Kundgebung „Stoppt Erdogans Krieg gegen Rojava!“

ÜBERALL IST AFRIN – ÜBERALL IST WIDERSTAND!

Mittwoch, 24.1.18 | Kundgebung
17 Uhr | Asmus-Bremer-Platz | Kiel

Am Samstag, den 20. Januar 2018 hat die türkische Armee ihren Überfall auf die Demokratische Föderation Nordsyrien offiziell begonnen. Unter dem zynischen Namen „Operation Olivenzweig“ steht der Kanton Afrin im Nordwesten Syriens seit Tagen unter massivem Beschuss durch die türkische Artillerie und türkische Kampfjets. Mit dutzenden Luftangriffen wurden zivile Viertel Afrins und Stellungen der Volks- und Frauenverteidigungseinheiten (YPG/YPJ) bombardiert. Eingesetzt werden bei diesem völkerrechtswidrigen Angriffskrieg auch deutsche Kampfpanzer vom Typ „Leopard 2“. Auch ein Camp, in dem über 500.000 Geflüchteten aus anderen Teilen Syriens Zuflucht gefunden haben, wurde nicht verschont. Die türkische Besatzungsarmee rückt gemeinsam mit islamistischen Verbänden der so genannten „Freien Syrischen Armee“ an fünf Fronten auf Afrin vor. Im Norden Afrins finden zurzeit schwerste Gefechte zwischen den Selbstverteidigungseinheiten der Bevölkerung und der türkischen Armee statt. Die Kräfte der YPG/YPJ leisten erbitterten Widerstand und wehren unter größter Opferbereitschaft den türkischen Vormarsch ab. Erdogan hat angekündigt, dass die Besatzung Afrins nur der erste Schritt in einem umfassenden Vernichtungsfeldzug gegen ganz Rojava und die gesamte Demokratische Föderation Nordsyrien sein soll. Allein die Bilanz der ersten drei Tage ist erschreckend; 18 ZivilistInnen wurden ermordet und 3 KämpferInnen sind im Widerstand gefallen. Es gibt über 23 verletzte ZivilistInnen.

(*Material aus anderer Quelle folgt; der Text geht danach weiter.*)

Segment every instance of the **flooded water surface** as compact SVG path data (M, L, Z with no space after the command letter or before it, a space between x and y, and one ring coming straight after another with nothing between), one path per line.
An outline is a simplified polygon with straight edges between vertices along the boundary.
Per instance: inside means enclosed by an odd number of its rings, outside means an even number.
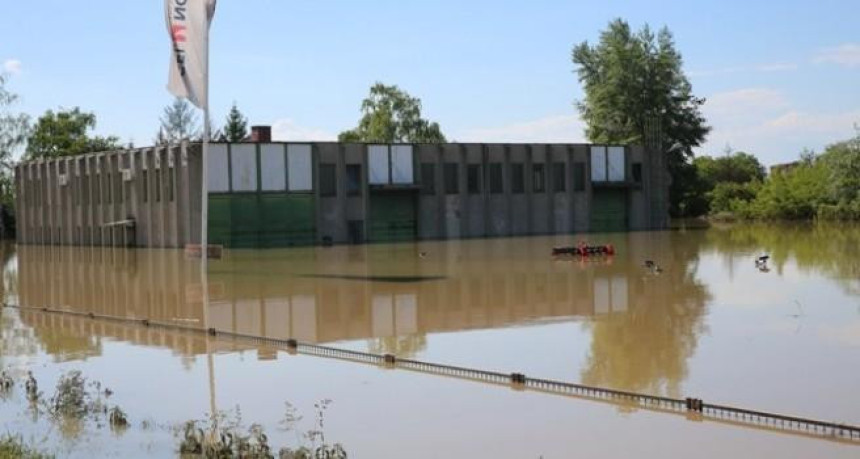
M860 227L730 226L571 237L228 251L7 246L6 302L216 328L860 424ZM757 264L761 255L769 258ZM646 260L653 265L646 264ZM274 445L350 457L857 457L840 442L308 355L202 333L6 308L0 367L49 394L81 370L131 427L58 428L21 390L0 429L61 456L170 456L225 411ZM291 408L292 407L292 408ZM292 429L290 410L303 418ZM44 441L43 441L44 440Z

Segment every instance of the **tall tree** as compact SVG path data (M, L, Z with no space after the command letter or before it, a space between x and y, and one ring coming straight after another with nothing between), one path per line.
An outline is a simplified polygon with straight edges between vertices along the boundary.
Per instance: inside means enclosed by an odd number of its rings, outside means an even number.
M15 152L27 141L30 118L23 113L13 113L11 107L18 96L6 89L6 77L0 74L0 203L14 203L12 163Z
M233 102L233 107L227 114L224 130L218 138L224 142L241 142L246 137L248 137L248 118L242 115L242 112L236 107L236 102Z
M90 136L88 131L95 127L96 115L78 107L56 113L48 110L27 139L25 157L56 158L122 148L118 137Z
M702 144L710 127L701 113L705 99L693 95L672 33L664 27L655 35L647 25L634 33L616 19L596 45L586 41L575 46L572 59L585 89L577 107L588 138L644 143L646 131L658 126L673 178L671 211L682 214L695 185L692 149Z
M358 127L341 132L341 142L443 143L439 124L421 117L421 99L377 82L361 103Z
M174 143L197 140L201 137L200 123L194 108L185 99L176 98L164 107L161 128L156 143Z

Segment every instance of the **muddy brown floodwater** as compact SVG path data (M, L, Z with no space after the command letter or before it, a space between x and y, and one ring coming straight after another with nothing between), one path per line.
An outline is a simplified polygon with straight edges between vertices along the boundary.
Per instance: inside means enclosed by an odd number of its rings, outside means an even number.
M4 246L5 301L298 340L860 424L860 227L735 225L571 237L228 251ZM754 260L770 256L766 268ZM653 260L660 270L643 266ZM60 456L171 456L171 426L231 411L350 457L858 457L860 443L290 355L285 349L6 308L0 367L53 389L77 369L131 427L68 433L0 398L0 432ZM279 422L290 403L304 427ZM238 411L237 411L238 407Z

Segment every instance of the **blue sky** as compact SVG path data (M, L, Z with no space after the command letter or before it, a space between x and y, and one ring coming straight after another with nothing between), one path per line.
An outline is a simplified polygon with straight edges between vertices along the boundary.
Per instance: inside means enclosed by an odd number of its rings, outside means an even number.
M161 0L4 3L0 66L21 111L80 106L97 132L151 143L171 100ZM382 81L420 97L450 139L584 141L571 47L616 17L674 33L708 98L701 153L790 161L860 122L856 0L219 0L213 118L236 101L280 140L333 138Z

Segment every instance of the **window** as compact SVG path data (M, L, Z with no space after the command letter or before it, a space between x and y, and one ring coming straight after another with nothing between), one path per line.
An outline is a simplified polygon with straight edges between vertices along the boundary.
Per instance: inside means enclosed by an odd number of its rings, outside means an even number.
M346 195L361 196L361 164L346 165Z
M606 147L591 147L591 181L606 181Z
M230 172L233 191L257 191L257 146L238 143L231 145ZM159 175L161 174L156 174L156 182L159 181Z
M466 171L466 185L469 188L469 194L481 193L481 165L469 164Z
M155 202L161 202L161 170L155 171Z
M260 145L260 188L263 191L284 191L287 189L284 146L278 144ZM310 175L308 170L307 174Z
M552 191L555 193L563 193L567 190L565 169L565 164L562 162L552 163Z
M624 181L624 147L591 147L591 181Z
M573 191L585 191L585 163L573 163Z
M314 189L310 145L287 145L287 185L290 191Z
M490 163L490 193L504 193L502 181L502 163Z
M421 193L436 194L436 165L421 164Z
M144 167L148 161L145 155L143 157ZM206 181L209 183L209 192L226 192L230 191L230 165L227 158L227 144L214 143L209 145L209 170L206 174Z
M511 193L522 194L525 190L525 166L522 163L511 164Z
M367 163L370 166L371 185L387 185L391 182L388 145L369 145Z
M412 145L391 146L391 182L394 184L413 184Z
M606 154L606 179L610 182L624 181L624 147L609 147Z
M457 194L460 192L460 165L457 163L445 163L445 193Z
M532 189L535 193L546 191L546 174L543 164L532 165Z
M334 164L320 164L320 196L337 195L337 167Z
M140 194L143 195L143 202L149 201L149 171L143 171L143 180L141 183L141 187L143 188ZM96 194L98 196L98 194Z
M633 163L633 181L642 183L642 163Z

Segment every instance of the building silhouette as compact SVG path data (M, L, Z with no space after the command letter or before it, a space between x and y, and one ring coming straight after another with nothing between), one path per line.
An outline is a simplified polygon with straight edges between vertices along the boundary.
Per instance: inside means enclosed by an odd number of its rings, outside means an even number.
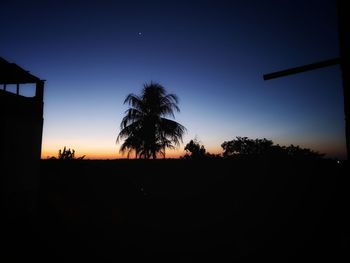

Der türkische Staat versucht in Afrin das demokratische Projekt, das unter größten Anstrengungen und schweren Opfern in den nunmehr fünf Jahren der Revolution aufgebaut und verteidigt wurde, zu zerschlagen In Afrin wird nicht nur eine Stadt bombardiert. Die Bomben der türkischen Armee sollen die Errungenschaften dieser Revolution vernichten. Das gesellschaftliche Projekt des Demokratischen Konföderalismus basiert auf den Prinzipien von Frauenbefreiung, Ökologie und einer radikalen Demokratie. In Nordsyrien haben sich die Völker der Region ein gemeinsames Leben erkämpft, jenseits von Nationalismus, religiösem Sektierertum und imperialistischer Fremdbestimmung. In Nordsyrien wird heute eine Gesellschaft aufgebaut, in der Frauen ihre Geschicke selbstbestimmt in die Hand nehmen und autonome Frauenorganisierung in allen gesellschaftlichen Bereichen stattfindet. Diese Frauenrevolution ist die Garantie für den Erfolg der Revolution in Rojava. Die Revolution in Nordsyrien ist ein Frühling der Frauen und nie werden sie den Frühling aufhalten können. Mit einer kommunalen Ökonomie und einer basisdemokratischen Räteverwaltung wird versucht, ein Leben jenseits der kapitalistischen Verwertungslogik und staatlicher Bevormundung aufzubauen.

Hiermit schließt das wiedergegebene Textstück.